He also played a massive hand in the restructure of the TFGA and AUSVEG, and has held a number of high profile roles in the industry.
His heavy influence in the industry has been highlighted by no less than Tasmanian Agriculture Minister Jeremy Rockliff, who has known Badcock for about 25 years.
“Michael has been a very consistent advocate, in terms of talking about the plight of farmers and making sure they’re rewarded for their efforts,” Rockliff said.
“He’s been a very good campaigner for the industry.
“He says it how it is, from his point of view.”
One of the key areas Rockliff thinks Badcock has made an impact is in raising awareness of Australian branding.
Badcock’s strong campaign for better brand awareness dates back to 2006, when he was advocating for ‘buy local’ campaigns, not just in Tasmania but Australia-wide. Rockliff connected Michael’s work a decade ago to the Federal Government’s recent decision to clarify country of origin labelling.

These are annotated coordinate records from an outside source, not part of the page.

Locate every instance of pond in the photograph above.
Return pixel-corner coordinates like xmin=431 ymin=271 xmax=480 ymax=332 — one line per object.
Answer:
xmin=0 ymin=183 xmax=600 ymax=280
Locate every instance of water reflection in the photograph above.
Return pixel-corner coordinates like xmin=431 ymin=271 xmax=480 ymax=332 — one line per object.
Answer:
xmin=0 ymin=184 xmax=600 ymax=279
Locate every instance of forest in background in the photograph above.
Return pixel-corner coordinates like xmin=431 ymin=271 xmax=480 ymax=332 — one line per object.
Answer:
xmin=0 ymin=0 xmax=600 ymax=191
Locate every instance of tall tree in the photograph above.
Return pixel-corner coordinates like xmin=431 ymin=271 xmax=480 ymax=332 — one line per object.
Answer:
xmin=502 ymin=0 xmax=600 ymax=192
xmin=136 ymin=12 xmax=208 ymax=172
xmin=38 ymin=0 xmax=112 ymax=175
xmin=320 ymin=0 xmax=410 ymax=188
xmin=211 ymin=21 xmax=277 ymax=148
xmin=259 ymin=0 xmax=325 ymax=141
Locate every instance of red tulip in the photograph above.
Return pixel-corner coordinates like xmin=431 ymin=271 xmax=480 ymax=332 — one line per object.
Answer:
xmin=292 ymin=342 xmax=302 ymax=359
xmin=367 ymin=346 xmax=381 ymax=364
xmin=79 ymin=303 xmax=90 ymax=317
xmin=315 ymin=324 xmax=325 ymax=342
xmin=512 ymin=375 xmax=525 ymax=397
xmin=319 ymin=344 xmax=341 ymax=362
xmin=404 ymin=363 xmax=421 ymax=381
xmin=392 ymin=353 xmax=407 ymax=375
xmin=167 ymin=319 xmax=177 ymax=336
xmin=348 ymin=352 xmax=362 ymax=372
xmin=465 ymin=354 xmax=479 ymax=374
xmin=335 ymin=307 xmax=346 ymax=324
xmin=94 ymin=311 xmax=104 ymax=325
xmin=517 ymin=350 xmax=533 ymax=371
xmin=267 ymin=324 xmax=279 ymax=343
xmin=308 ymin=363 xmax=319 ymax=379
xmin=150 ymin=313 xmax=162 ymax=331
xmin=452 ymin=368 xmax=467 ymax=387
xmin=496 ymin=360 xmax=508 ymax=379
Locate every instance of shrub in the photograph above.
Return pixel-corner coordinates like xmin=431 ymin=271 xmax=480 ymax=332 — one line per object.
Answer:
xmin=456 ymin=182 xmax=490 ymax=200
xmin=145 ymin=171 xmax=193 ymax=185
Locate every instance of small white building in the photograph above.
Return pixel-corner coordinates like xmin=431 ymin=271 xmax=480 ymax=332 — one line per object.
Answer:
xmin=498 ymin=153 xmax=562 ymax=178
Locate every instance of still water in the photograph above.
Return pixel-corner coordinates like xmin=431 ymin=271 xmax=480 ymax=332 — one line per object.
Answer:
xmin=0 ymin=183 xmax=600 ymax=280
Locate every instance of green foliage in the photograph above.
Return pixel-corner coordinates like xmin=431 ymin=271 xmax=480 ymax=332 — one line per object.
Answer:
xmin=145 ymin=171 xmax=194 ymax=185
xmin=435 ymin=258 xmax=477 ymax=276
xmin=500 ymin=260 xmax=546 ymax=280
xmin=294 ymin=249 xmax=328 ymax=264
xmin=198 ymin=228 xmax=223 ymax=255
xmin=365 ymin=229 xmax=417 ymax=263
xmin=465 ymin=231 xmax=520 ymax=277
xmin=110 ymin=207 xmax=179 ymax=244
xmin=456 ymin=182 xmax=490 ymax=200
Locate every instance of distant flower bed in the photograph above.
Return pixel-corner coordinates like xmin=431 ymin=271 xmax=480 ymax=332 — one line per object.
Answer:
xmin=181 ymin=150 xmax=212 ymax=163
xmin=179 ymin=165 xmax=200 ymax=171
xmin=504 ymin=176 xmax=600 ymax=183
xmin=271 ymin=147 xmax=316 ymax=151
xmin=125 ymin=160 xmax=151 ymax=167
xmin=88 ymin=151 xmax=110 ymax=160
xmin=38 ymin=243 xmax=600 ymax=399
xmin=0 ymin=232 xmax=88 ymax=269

“You can probably argue that Michael and others were involved in achieving that eventually – almost a decade later,” he said.
Badcock’s innovation is never far away from his own operation, as he experiments with new crops and new markets in a bid to adapt when drought, floods and lower commodity prices impact the industry.
He joined Minister Rockliff on a delegation to Japan, where they looked into new crops as a way of taking control of their own destinies and reducing reliance on what processors were focused on.
Rockliff said winning this award highlighted Badcock as a great role model for the next generation of farmers.
“For him to be recognised with such an award, people will first acknowledge that he deserves it... but also he’d be a very good role model for younger farmers that are always needed to come up through the ranks and fill that very important space of advocacy.”